Sophie Weisskoff

Works by Sophie Weisskoff:

BRAINSMASH
ENDA AND OONA
RESOURCE ROOM
QUEEN OF SOCK PAIRING
MILLENNIAL TRASH

Synopses:

brainsmash – When Maisie, a young writer, gets a traumatic brain injury, her relationships and professional life suddenly come under threat. She rehabilitates her vision and tries to write using accommodative technologies, but in an ableist world, will any of it be enough? A sensory-friendly exploration of prolonged concussion.

Enda and Oona – Cherry is thrilled to be apprenticing under a cutthroat cupcake-baking duo, but, as tensions build between the couple, she finds herself caught in the middle. A language-y romp about exploitation, the myth of closure, and the simultaneous seriousness and frivolity of making things. 

Resource Room – Teachers at a middle school in Manhattan weave through the resource room, moving through micro-dramas. A sad-funny play about learning.   

Queen of Sock Pairing – Feeling unheard both at her babysitting job and in her relationship, Celia initiates a new game with her much older boyfriend. A playabout learning through imitation, and speaking the truth while playing pretend

millennial trash – Simon is building a map app, Riley is scared of throwing up, and May is obsessed with her pet. A short play about adjusting badly to life after college. 

Bio:

Sophie Weisskoff is a disabled playwright based in Brooklyn. Her work sources from autobiography and aims to prompt nuanced self-reflection and uncomfortable-yet-connective conversations. She returns to themes of kink, shame, access, and bad behavior.
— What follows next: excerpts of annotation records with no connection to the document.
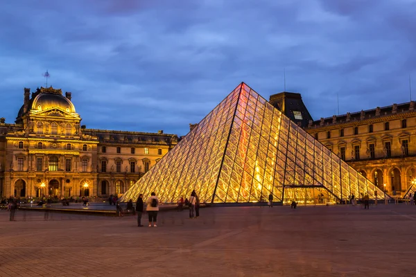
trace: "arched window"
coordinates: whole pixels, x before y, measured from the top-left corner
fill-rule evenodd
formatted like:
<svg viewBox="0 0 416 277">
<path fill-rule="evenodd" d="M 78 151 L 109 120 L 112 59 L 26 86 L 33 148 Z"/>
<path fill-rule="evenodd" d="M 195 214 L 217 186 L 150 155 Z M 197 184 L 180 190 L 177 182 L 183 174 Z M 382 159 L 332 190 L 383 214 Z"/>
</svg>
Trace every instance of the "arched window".
<svg viewBox="0 0 416 277">
<path fill-rule="evenodd" d="M 43 134 L 43 123 L 42 122 L 38 122 L 36 124 L 36 134 Z"/>
<path fill-rule="evenodd" d="M 55 122 L 51 124 L 51 134 L 58 134 L 58 123 Z"/>
<path fill-rule="evenodd" d="M 71 136 L 72 133 L 72 126 L 71 124 L 67 124 L 65 125 L 65 136 Z"/>
<path fill-rule="evenodd" d="M 58 157 L 51 156 L 49 158 L 49 171 L 58 171 Z"/>
</svg>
Her plays include brainsmash (commissioned, developed and produced by The Hearth); Enda and Oona (Great Plains Theater Conference Selection, Leah Ryan’s FEWW Prize Honorable Mention; O’Neill Semi-Finalist); and Queen of Sock Pairing (produced by Red Tape Theatre). She was a dramaturg and contributing writer on Peter Mills Weiss and Julia Mounsey’s piece [50/50] old school animation (Under The Radar, INCOMING! JACK). She also writes fiction and essays, which have been published in New York Magazine and The Virginia Quarterly Review. MFA: Brooklyn College.